Luckily Castell is wise enough to include Carpenter as the glue holding the doc together. His presence is that of a timeless wizard, glimpsed in silhouette through a neon dreamscape, where he tears down the illusions of grandeur. I made the music because I could and because I was cheap, he says, not unkindly. Now, nearly four decades later, Carpenter is almost mythic in stature, his music larger than life for those who saw his films at a young age.
But Carpenter, charming and no-nonsense as he is, waves the fawning away like a foul odor. Just do your thing, and if money comes from it, you’re under no obligation not to take it. There’s no interaction between him and the others, which is a shame, as it would have made for an interesting counterpoint to the bravado of youth.
That bravado is what drives some of the artists to mockingly laugh at the idea that Synthwave might already be on its way out. After bursting the doors wide open through the likes of Daft Punk, Kavinsky, and the film DRIVE, the genre has grown yearly in the mainstream to the point that it’s no longer a small subculture shared by a few on MySpace.
One day it’ll be so big that it’s no longer cool, one of the artists reflects in a documentary about them. About a genre of music celebrating one of the most capitalist and hedonistic decades of modern history, while their music is on every major streaming service. There’s a remarkable lack of awareness that makes the whole thing delicious.
Intercut with scenes of Castell roaming the desert in a DeLorean, complete with ray-bans and 80s gear, there’s an argument that this genre, movement, style, or whatever it will become could potentially last forever. If anything, synthwave is barely in its teenage years, complete with angst and fear over what comes next.

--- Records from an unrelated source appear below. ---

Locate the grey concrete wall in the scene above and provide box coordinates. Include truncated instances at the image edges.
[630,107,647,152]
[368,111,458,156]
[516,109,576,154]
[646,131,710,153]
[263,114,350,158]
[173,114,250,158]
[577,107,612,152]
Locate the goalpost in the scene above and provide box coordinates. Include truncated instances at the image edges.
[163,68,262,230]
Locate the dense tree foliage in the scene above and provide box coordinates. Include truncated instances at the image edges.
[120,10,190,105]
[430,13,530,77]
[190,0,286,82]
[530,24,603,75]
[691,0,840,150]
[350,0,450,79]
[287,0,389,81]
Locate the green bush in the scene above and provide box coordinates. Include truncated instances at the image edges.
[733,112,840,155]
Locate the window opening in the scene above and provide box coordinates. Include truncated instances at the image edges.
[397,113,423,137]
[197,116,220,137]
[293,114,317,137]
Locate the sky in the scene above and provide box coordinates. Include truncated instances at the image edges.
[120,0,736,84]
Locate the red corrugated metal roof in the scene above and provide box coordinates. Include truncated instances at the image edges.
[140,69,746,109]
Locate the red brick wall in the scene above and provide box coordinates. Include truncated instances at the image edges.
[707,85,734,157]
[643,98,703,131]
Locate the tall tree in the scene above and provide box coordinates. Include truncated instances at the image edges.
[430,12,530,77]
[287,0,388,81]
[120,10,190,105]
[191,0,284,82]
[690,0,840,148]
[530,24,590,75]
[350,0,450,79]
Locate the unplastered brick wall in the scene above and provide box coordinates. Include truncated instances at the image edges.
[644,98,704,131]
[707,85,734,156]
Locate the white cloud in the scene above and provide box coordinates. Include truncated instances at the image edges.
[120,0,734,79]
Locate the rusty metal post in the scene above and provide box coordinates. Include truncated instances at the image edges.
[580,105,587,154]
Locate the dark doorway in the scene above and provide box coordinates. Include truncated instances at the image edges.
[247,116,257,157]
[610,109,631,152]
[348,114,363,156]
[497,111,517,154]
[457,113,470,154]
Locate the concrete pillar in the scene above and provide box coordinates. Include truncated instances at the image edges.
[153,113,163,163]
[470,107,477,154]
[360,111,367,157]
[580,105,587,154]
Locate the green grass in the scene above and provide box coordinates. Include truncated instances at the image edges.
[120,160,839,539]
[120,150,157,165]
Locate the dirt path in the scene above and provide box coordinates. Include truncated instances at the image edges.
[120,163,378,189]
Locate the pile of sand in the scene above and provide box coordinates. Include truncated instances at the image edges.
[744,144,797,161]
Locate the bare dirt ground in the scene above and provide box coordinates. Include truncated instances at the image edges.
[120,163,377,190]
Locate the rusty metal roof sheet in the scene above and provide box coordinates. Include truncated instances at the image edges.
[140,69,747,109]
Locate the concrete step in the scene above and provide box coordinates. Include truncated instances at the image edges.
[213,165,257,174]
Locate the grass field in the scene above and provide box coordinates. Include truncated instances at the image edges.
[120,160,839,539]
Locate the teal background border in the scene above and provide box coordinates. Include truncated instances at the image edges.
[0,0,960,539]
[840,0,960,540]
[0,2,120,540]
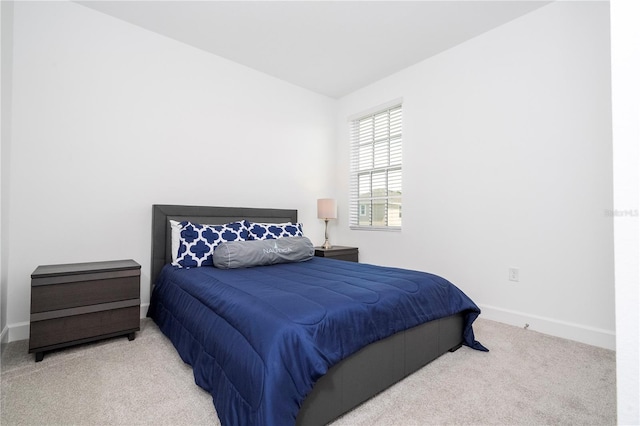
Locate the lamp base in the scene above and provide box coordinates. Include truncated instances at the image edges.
[322,219,331,250]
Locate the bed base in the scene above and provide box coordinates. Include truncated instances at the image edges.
[296,314,464,426]
[151,205,464,426]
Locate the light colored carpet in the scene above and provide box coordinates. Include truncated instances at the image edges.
[0,319,616,426]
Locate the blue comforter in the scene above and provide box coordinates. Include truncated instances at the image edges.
[149,257,486,426]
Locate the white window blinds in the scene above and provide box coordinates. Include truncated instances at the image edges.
[349,105,402,229]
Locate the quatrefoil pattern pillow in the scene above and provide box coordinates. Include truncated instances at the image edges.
[173,221,248,268]
[247,222,303,240]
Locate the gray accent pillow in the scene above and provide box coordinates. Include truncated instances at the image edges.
[213,237,315,269]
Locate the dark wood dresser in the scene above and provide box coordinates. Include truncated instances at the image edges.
[314,246,358,262]
[29,260,140,362]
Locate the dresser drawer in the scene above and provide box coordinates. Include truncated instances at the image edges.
[29,306,140,352]
[31,271,140,313]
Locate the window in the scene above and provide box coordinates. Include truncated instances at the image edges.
[349,104,402,229]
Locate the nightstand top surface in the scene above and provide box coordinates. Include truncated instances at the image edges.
[314,246,358,251]
[31,259,140,278]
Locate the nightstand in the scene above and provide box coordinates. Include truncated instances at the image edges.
[29,260,140,362]
[314,246,358,262]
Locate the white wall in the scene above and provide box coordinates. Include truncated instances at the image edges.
[0,1,13,350]
[334,2,615,349]
[611,0,640,425]
[3,2,335,340]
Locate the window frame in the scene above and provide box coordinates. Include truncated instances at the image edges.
[348,99,404,231]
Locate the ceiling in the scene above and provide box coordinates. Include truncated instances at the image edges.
[77,0,550,98]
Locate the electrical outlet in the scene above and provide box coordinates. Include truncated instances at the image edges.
[509,268,520,282]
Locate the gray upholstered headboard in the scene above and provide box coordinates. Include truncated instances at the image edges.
[151,204,298,290]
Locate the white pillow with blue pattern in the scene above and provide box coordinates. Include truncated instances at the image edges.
[245,221,303,240]
[172,221,248,268]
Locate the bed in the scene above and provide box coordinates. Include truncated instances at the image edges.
[148,205,486,426]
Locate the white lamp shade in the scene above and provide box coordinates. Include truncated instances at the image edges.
[318,198,338,219]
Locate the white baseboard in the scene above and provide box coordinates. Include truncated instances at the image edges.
[0,326,9,356]
[478,305,616,350]
[8,322,29,342]
[2,303,149,343]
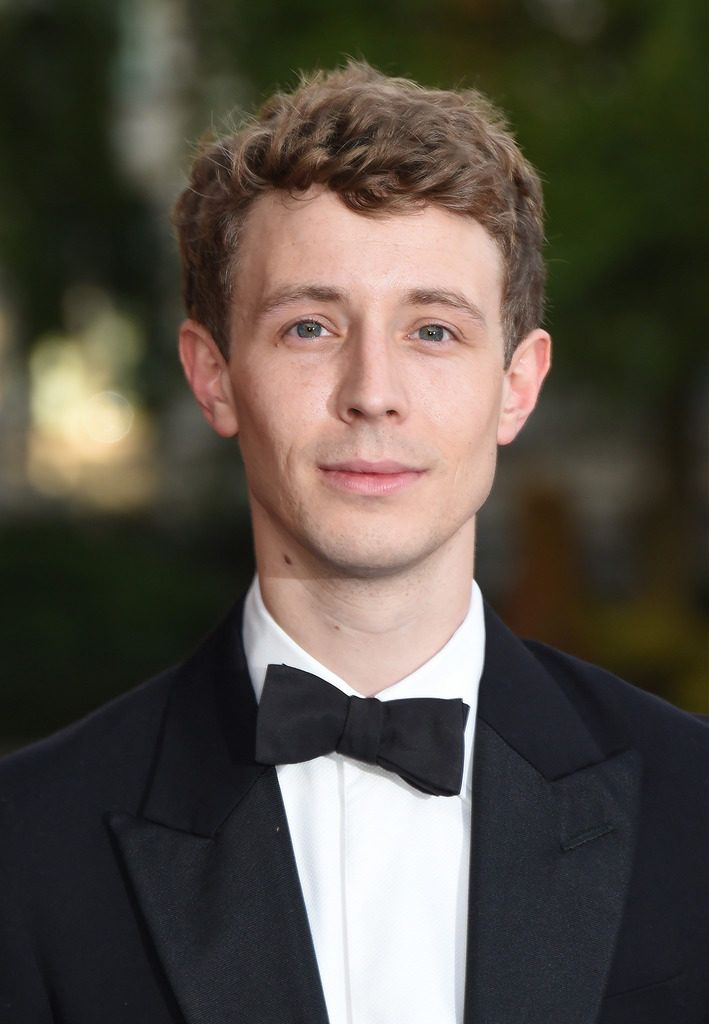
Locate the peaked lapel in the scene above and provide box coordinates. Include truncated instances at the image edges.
[465,608,640,1024]
[109,604,327,1024]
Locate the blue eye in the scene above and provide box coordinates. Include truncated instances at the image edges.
[416,324,450,341]
[295,321,324,338]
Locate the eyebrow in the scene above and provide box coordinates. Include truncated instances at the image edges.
[258,285,487,327]
[258,285,346,318]
[406,288,487,327]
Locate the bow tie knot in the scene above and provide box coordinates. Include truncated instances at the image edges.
[340,684,385,765]
[256,665,469,797]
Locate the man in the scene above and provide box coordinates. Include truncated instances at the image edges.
[0,63,709,1024]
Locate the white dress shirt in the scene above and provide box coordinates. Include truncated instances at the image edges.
[243,580,485,1024]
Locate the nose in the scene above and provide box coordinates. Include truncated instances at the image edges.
[335,331,409,423]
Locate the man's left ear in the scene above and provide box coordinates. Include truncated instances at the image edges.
[497,328,551,444]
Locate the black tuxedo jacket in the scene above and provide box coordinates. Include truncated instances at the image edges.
[0,605,709,1024]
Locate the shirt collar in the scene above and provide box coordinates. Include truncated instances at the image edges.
[243,577,485,788]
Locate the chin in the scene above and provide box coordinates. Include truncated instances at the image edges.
[306,537,450,581]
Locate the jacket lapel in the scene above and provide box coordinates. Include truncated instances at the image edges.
[465,609,640,1024]
[109,605,327,1024]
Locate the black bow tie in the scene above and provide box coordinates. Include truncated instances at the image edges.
[256,665,470,797]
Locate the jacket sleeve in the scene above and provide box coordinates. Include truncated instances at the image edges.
[0,864,54,1024]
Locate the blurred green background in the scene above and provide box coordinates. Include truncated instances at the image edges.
[0,0,709,749]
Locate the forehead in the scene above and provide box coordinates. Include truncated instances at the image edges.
[235,188,502,309]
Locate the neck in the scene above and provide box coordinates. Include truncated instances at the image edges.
[256,523,474,696]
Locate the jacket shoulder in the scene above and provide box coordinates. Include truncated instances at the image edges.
[524,640,709,777]
[0,669,176,813]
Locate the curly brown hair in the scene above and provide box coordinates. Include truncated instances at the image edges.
[173,60,545,361]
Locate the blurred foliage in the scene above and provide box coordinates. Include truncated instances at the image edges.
[0,515,253,738]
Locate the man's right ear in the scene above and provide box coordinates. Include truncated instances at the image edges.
[179,319,239,437]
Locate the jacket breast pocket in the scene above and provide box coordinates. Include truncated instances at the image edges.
[598,973,692,1024]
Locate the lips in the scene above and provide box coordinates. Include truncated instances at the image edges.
[321,459,421,475]
[320,459,425,498]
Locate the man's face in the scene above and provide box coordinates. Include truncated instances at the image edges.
[184,190,543,578]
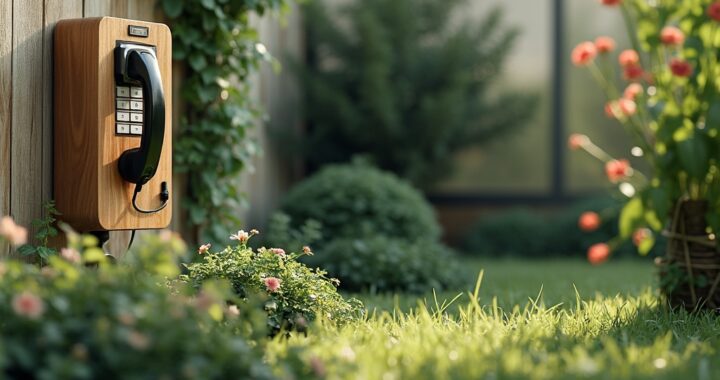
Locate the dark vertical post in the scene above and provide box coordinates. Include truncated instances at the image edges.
[550,0,566,200]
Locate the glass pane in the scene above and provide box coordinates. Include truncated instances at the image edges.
[435,0,552,195]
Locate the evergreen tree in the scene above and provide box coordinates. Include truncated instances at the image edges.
[301,0,537,186]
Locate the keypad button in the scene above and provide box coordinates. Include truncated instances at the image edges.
[115,86,130,98]
[115,123,130,135]
[115,111,130,121]
[130,87,142,98]
[117,100,130,110]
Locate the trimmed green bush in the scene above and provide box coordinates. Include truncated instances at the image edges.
[306,235,458,292]
[281,163,440,243]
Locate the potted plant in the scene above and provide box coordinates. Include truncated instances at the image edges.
[568,0,720,309]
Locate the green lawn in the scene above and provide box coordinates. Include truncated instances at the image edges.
[269,260,720,379]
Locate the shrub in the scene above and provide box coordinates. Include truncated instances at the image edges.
[463,197,664,258]
[281,162,440,245]
[306,235,458,292]
[301,0,537,185]
[181,231,362,333]
[0,230,272,379]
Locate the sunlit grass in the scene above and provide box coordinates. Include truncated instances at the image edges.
[269,261,720,379]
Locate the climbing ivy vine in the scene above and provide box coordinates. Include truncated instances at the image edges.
[160,0,286,241]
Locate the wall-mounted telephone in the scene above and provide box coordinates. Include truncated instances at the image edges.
[54,17,172,231]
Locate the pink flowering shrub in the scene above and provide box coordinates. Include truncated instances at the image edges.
[0,230,282,379]
[568,0,720,264]
[181,230,364,333]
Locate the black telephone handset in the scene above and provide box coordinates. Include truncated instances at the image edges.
[115,42,169,214]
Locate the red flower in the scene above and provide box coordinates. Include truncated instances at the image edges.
[633,228,652,246]
[623,83,643,100]
[578,211,600,232]
[604,100,618,119]
[568,133,590,150]
[670,58,692,77]
[623,65,645,80]
[570,41,597,66]
[618,98,637,116]
[618,49,640,67]
[595,36,615,54]
[605,160,632,183]
[660,26,685,46]
[707,1,720,21]
[588,243,610,265]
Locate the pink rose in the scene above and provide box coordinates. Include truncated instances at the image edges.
[198,243,212,255]
[578,211,600,232]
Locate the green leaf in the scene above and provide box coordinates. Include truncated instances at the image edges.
[162,0,185,18]
[676,128,710,179]
[618,197,645,239]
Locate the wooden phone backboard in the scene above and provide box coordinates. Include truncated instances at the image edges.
[53,17,172,231]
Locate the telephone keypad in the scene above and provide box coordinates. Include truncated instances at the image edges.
[115,86,144,136]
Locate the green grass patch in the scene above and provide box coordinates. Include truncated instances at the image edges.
[269,260,720,379]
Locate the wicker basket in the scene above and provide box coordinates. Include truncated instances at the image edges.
[657,200,720,310]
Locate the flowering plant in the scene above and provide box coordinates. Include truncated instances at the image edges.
[568,0,720,263]
[181,230,364,333]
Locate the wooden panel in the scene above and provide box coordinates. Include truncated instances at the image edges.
[0,0,12,257]
[10,0,44,233]
[42,0,83,208]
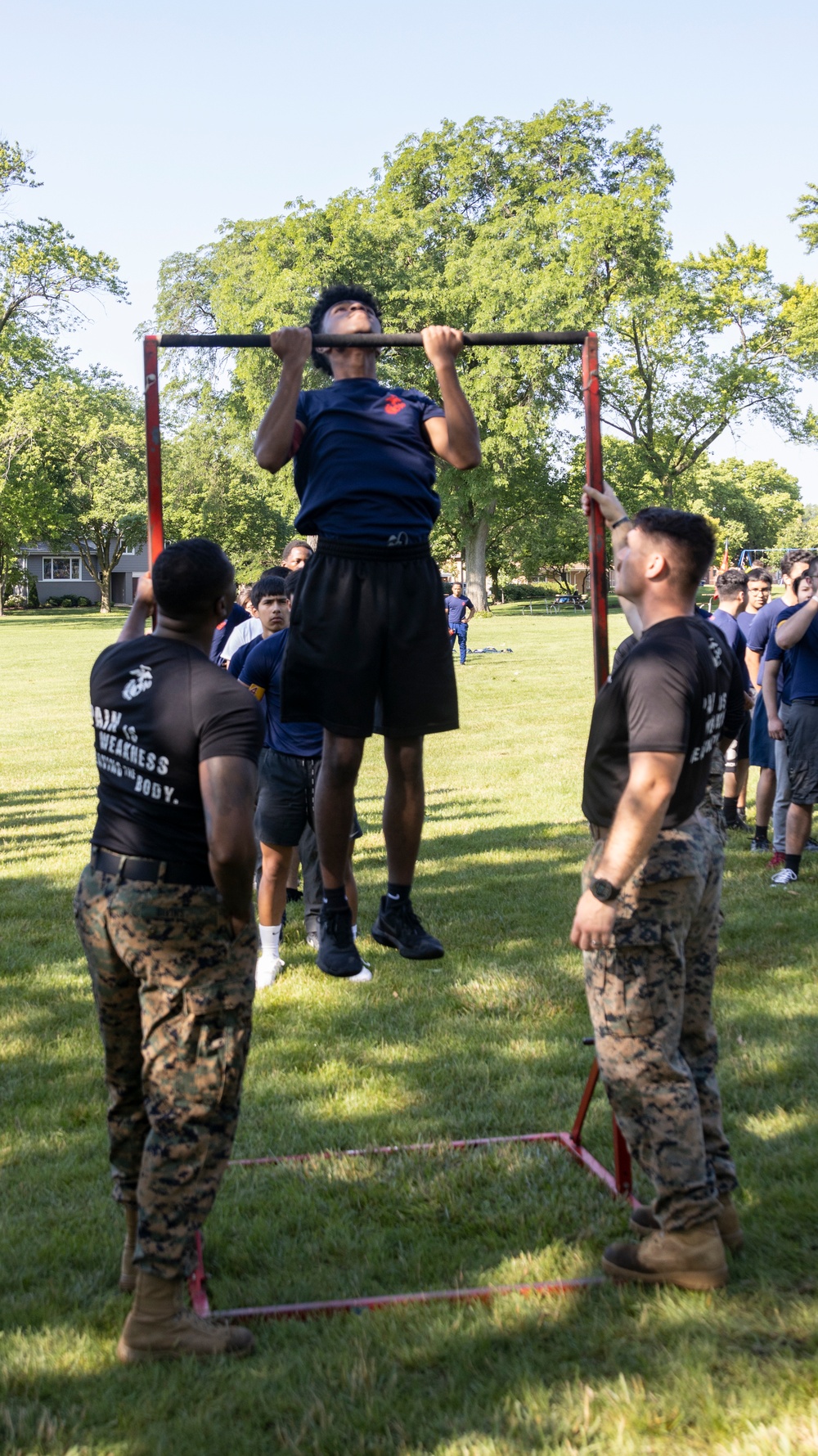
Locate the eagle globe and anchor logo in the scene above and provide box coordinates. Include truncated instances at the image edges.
[122,663,153,702]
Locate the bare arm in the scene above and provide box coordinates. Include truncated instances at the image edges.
[200,757,256,932]
[420,323,483,470]
[254,329,313,474]
[762,657,784,739]
[116,573,155,642]
[775,597,818,648]
[571,753,684,950]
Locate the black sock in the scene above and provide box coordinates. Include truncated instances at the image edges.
[386,879,412,900]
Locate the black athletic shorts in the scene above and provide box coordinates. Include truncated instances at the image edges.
[281,540,458,738]
[254,748,361,846]
[784,698,818,804]
[725,712,753,773]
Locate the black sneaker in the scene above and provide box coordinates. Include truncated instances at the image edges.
[316,906,364,980]
[373,896,444,961]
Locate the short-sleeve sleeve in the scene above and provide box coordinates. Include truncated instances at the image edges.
[622,645,691,753]
[191,668,263,763]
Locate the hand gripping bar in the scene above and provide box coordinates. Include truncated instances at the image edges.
[155,329,588,349]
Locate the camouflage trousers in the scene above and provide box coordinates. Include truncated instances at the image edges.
[74,865,256,1278]
[582,814,736,1232]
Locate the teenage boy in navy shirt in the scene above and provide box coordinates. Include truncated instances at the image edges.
[771,556,818,885]
[254,284,480,976]
[239,573,363,989]
[443,581,474,667]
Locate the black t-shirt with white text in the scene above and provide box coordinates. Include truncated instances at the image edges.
[90,635,263,883]
[582,616,744,829]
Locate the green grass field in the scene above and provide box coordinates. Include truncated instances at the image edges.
[0,609,818,1456]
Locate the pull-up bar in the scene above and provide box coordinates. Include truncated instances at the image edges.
[155,329,588,349]
[144,329,609,692]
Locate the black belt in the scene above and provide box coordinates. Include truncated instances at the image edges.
[90,844,213,885]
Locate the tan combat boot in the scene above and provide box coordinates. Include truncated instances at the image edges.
[603,1219,728,1288]
[630,1193,744,1254]
[116,1270,254,1364]
[119,1202,137,1294]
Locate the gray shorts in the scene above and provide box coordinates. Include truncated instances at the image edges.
[784,698,818,804]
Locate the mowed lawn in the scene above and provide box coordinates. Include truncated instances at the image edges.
[0,609,818,1456]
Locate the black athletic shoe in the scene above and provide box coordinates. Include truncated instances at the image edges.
[316,907,364,980]
[373,896,444,961]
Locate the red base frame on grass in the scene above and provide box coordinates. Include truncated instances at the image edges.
[188,1058,637,1320]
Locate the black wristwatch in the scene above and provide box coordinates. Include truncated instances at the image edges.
[588,879,618,906]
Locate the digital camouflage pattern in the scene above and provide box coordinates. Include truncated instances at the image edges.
[582,814,736,1232]
[74,865,256,1278]
[699,747,728,847]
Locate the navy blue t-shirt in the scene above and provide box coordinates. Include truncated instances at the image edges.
[293,379,444,546]
[747,597,788,685]
[227,638,259,677]
[710,607,753,693]
[443,592,474,627]
[767,601,818,703]
[735,603,766,642]
[239,627,323,758]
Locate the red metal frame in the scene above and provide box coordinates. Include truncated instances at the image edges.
[582,334,609,692]
[188,1057,637,1320]
[142,334,164,566]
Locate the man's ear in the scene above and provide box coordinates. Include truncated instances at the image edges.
[645,550,671,581]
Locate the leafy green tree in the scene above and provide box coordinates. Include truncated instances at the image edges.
[163,384,290,581]
[15,370,147,613]
[159,101,812,605]
[0,138,127,407]
[159,102,671,605]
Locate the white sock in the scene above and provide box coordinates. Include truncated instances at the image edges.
[259,924,281,961]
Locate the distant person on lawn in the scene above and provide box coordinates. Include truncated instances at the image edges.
[443,581,474,667]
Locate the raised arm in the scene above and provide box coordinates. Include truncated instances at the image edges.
[116,573,155,642]
[420,323,483,470]
[254,329,313,474]
[775,597,818,651]
[200,757,256,933]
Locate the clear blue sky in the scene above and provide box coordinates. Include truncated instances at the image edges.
[0,0,818,500]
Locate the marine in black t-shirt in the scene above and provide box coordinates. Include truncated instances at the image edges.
[90,636,263,885]
[582,616,744,829]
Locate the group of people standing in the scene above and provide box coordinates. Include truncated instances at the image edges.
[74,284,768,1361]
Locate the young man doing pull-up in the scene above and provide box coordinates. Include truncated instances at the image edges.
[254,284,480,976]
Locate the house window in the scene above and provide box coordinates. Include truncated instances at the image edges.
[43,556,82,581]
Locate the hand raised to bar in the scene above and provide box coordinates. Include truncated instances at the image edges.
[420,323,463,370]
[269,328,313,368]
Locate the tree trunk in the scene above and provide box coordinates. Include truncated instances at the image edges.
[463,515,489,612]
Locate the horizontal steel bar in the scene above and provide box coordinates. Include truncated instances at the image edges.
[213,1274,605,1320]
[155,329,587,349]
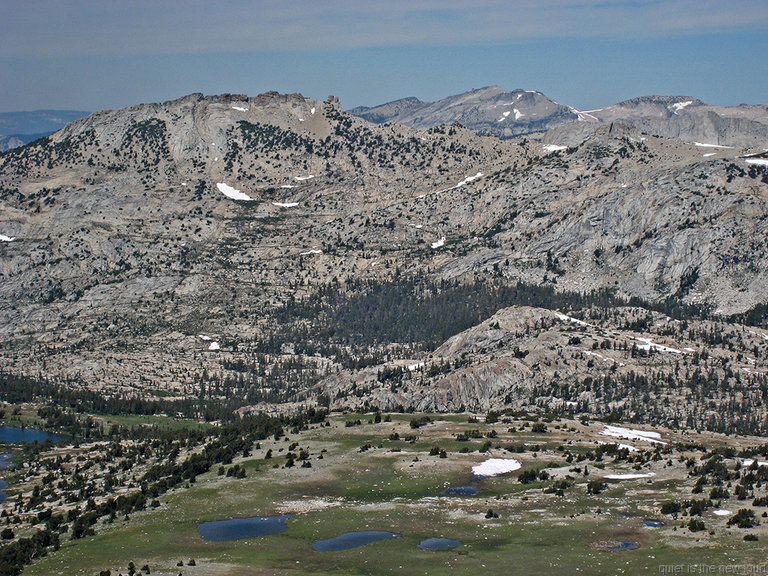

Castell is here at exactly the right time with his camera. What begins as a love letter from the past to the future and vice versa quickly transforms into an exploration of why we love what we love. His cavalcade of subjects are all interesting, even as their taciturn natures make for difficult soundbites, and you can feel that we’re this close to breaking through with them. In just under 90 minutes, Castell’s film helps us dip our toes into the shores of the midi-ocean. It might be a shallow first contact, but it’s undeniably exciting and interesting.
The big question becomes what happens next. I, for one, hope there’s a sequel, one that will go even further into this budding culture. If it does happen, please let it be called “THE PLANET OF THE SYNTHS.”